Ground 3 – failure to consider a claim of State protection


  1. The appellant submits that in Malaysia she had to pay police bribe money to set up her roadside stall, and after being assaulted in an attempted robbery/abduction she was unable to go to the police and authorities for any protection. With respect to Thailand the appellant’s ability to earn a living was compromised because police continually harassed her as she was living there illegally. At one point she and her family, including her new born baby, were detained by the police in a locked room for 40 days, in which they were just given a small amount of rice to eat. The Tribunal accepted that evidence. Accordingly, there is a real chance that in either of these countries she would not be protected against the risk of serious harm. Or in the case of Thailand, she is at risk at being randomly and arbitrarily being detained by the police.
  2. The respondent submits that the appellant’s submission is misconceived in that the Tribunal failed to consider her claim that she would be unable to avail herself of State protection in Malaysia and Thailand. The respondent submits at [49] of its submissions as follows:

[49] The respondent submits that this submission is misconceived because of the wording of the definition of refugee itself contained in the Convention. The definition distinguishes between a refugee who is “outside the country of his nationality”, on the one hand, and on the other hand a refugee who is “outside the country of his former habitual residence”, “stateless refugee”. The expression “unwilling to avail himself of the protection” is not relevant to stateless refugees – in respect of them it is replaced with the words “unwilling to return to it”.

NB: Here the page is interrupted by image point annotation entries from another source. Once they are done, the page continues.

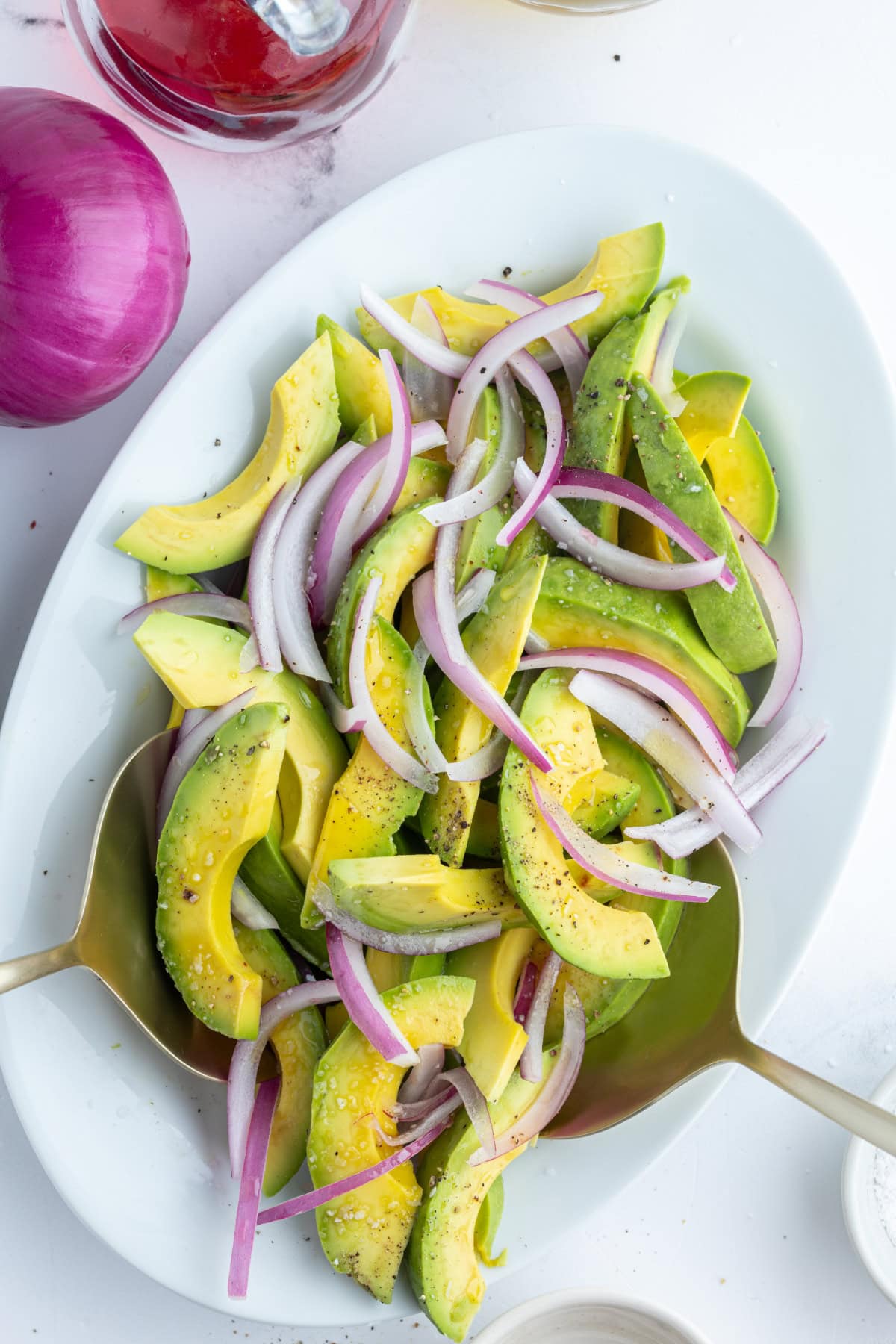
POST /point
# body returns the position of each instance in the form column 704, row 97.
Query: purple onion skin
column 93, row 257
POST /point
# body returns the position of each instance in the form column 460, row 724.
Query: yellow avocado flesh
column 217, row 531
column 411, row 893
column 442, row 1261
column 494, row 1041
column 366, row 1231
column 199, row 663
column 625, row 269
column 370, row 801
column 299, row 1043
column 220, row 809
column 494, row 638
column 618, row 944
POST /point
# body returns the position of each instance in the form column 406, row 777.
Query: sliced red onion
column 247, row 1055
column 314, row 1198
column 214, row 605
column 524, row 991
column 582, row 483
column 293, row 559
column 613, row 561
column 555, row 1092
column 664, row 363
column 381, row 739
column 571, row 352
column 785, row 623
column 429, row 1066
column 191, row 747
column 609, row 866
column 363, row 1001
column 689, row 831
column 339, row 524
column 247, row 909
column 261, row 586
column 429, row 393
column 250, row 1187
column 499, row 479
column 657, row 682
column 508, row 347
column 398, row 458
column 538, row 1015
column 660, row 734
column 403, row 944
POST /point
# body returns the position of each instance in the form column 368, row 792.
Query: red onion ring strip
column 538, row 1016
column 363, row 1001
column 689, row 831
column 250, row 1187
column 564, row 342
column 314, row 1199
column 785, row 621
column 610, row 867
column 657, row 682
column 613, row 561
column 190, row 749
column 381, row 739
column 660, row 734
column 555, row 1092
column 247, row 1055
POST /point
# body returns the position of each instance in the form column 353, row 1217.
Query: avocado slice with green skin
column 494, row 1039
column 414, row 893
column 218, row 530
column 299, row 1043
column 598, row 436
column 494, row 638
column 364, row 1233
column 442, row 1258
column 220, row 809
column 732, row 623
column 398, row 551
column 370, row 801
column 608, row 1001
column 603, row 940
column 623, row 268
column 199, row 663
column 361, row 381
column 579, row 608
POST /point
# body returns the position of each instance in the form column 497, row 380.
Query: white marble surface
column 739, row 1228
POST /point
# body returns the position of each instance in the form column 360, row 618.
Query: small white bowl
column 862, row 1203
column 578, row 1316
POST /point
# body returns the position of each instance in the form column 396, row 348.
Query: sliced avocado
column 494, row 1039
column 608, row 1001
column 413, row 893
column 199, row 663
column 579, row 608
column 361, row 381
column 218, row 530
column 370, row 801
column 732, row 623
column 364, row 1233
column 220, row 811
column 606, row 941
column 442, row 1260
column 494, row 638
column 299, row 1043
column 598, row 430
column 625, row 269
column 398, row 551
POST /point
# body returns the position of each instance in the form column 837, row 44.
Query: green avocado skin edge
column 732, row 623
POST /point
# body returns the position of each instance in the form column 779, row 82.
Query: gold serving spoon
column 691, row 1021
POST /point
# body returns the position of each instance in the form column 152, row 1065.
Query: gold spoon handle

  1. The respondent further submits that the appellant’s contention that the Tribunal is required to consider whether or not the State was willing to protect the appellant (as a stateless refugee) and that its State protection is a convention ground is not correct. The respondent relies on UNCHR Handbook at paragraphs [101] and [102] where it is stated:

[101] The phrase, which relates to stateless refugees, is parallel to the preceding phrase, which concerns refugees who have a nationality. In the case of a stateless person, the “country of nationality” is replaced by “country of his former habitual residence”, and the expression “unwilling to avail himself of the protection ...” is replaced by the words “unwilling to return to it”. In the case of a stateless refugee, the question of “availment of protection” of the country of his former habitual residence does not, of course arise. Moreover, once a stateless person had abandoned the country of his former habitual residence for the reasons indicated in the definition, he is usually unable to return.


[102] It will be noted that not all stateless persons are refugees, they must be outside the country of their former habitual residence for the reasons indicated in the definition. Where these reasons do not exist, the stateless person is not a refugee.

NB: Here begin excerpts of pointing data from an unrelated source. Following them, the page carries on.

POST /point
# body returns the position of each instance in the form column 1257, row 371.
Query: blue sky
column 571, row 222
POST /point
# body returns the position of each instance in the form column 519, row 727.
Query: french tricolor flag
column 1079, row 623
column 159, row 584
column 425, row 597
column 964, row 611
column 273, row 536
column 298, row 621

  1. I accept that the UNHCR Handbook correctly states the status of “stateless person” in terms of state protection and find that the appellant’s contention on this ground is misconceived and is therefore dismissed.

CONCLUSION


  1. On 13 April 2017 both counsel had agreed that I shall give my reasons for the appeal which I have and thereafter the parties will be making further submissions as to what orders I shall make. I now await further submissions.

DATED this 9th day of June 2017


C:\Users\winnie.tsitsi\Documents\SIGNATURES e-\Judge Khan (e-signature) 19.1.17.bmp
Mohammed Shafiullah Khan

Judge


[1] (2012) 293 ALR 526.
[2] SZUNZ v Minister for Immigration and Border Protection [2015] FCAFC 32 at [118].
[3] [2001] FCA 611, [9].
[4] (2003) 197 ALR 389
[5] [2004] FCAFC 263 at [63]
[6] [2004] FCA 1695.
[7] [2000] FCA 1901; (2000) 106 FCR 157 at 180 [114] (Merkel J).